To better parse the genetic differences between HR and LR rats and to map patterns and dynamics of selection and random fixation on the rat chromosomes, we used Fisher’s exact test to characterize the SNVs that either partially or fully segregated between the two lines. A total of 8,123 partially segregating SNVs were identified. Their genomic locations were graphed (Fig. 1 and SI Appendix, Table S1). Most genetic fixation between bHR and bLR was randomly dispersed across the genome. Although some of the regions with segregating variants (genomic islands) may result from random fixation by selective breeding, others may harbor genetic loci that influence the trait under selection. Causal significance of these genomic islands with high densities of segregating variants was evaluated by F2 linkage.
Fig. 1.
Genomic locations of SNVs segregating between the F0 bHR and bLR rats and QTL signals in bHR × bLR F2 rats. SNVs that segregate between the two F0 lines are shown in the top track with genomic positions for each chromosome. The degrees of segregation of the SNVs are noted with either gray (Fisher’s exact test P < 1E-4) or black (P < 1E-6) with their locations and functions coded in color. The QTL signals are shown in the bottom track with QTL LOD scores denoted in color and the SNVs that were genotyped in the F2 rats are shown in green.

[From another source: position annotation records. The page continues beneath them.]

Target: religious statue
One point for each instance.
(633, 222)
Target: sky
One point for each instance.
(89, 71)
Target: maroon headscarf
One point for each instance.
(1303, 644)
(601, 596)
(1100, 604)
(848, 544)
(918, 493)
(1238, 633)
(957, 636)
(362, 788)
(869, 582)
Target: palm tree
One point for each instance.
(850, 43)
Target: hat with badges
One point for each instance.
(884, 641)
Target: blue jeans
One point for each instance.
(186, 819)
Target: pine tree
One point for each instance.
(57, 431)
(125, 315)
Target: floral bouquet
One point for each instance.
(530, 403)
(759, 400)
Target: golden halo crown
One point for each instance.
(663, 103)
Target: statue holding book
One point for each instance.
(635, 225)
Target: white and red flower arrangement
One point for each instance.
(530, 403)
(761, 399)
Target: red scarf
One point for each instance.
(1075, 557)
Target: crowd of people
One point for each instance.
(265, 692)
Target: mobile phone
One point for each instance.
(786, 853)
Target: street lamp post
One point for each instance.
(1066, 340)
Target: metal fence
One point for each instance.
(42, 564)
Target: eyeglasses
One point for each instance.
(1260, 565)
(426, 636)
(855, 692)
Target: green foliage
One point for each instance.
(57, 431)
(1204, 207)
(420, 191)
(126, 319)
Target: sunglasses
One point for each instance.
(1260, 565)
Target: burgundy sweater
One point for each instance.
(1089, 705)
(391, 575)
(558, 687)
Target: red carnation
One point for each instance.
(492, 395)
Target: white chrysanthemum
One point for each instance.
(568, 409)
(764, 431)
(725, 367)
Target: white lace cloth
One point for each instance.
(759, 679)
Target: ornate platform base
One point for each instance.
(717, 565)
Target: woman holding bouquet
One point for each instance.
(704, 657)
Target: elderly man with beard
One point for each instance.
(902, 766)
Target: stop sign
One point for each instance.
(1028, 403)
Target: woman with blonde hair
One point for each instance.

QTL Analysis Targeting Segregating Genomic Regions Identifies Seven Loci Strongly Influencing EL.
The genetic variants segregating between bHR and bLR rats identified by exome sequencing laid a foundation for whole-genome QTL analysis in F2 animals. By selecting SNVs divergent between bHR and bLR, we were able to ensure that the SNVs interrogated were informative for the bHR × bLR cross. Of a total of 416 SNVs genotyped in 314 F2 rats derived from the intercross, 383 SNVs segregated (P < 10−4, Fisher’s exact test). The QTL analysis was also enhanced by overtagging regions where exome sequencing indicated that causal genetic loci were likely to reside (Fig. 1) with significant linkage disequilibrium (LD) (average r2 = 0.73) between adjacent genotyped SNVs in the regions dense with segregating variants (SI Appendix, Fig. S3). This approach ensured adequate coverage for QTL analysis in those regions, in addition to genome-wide coverage.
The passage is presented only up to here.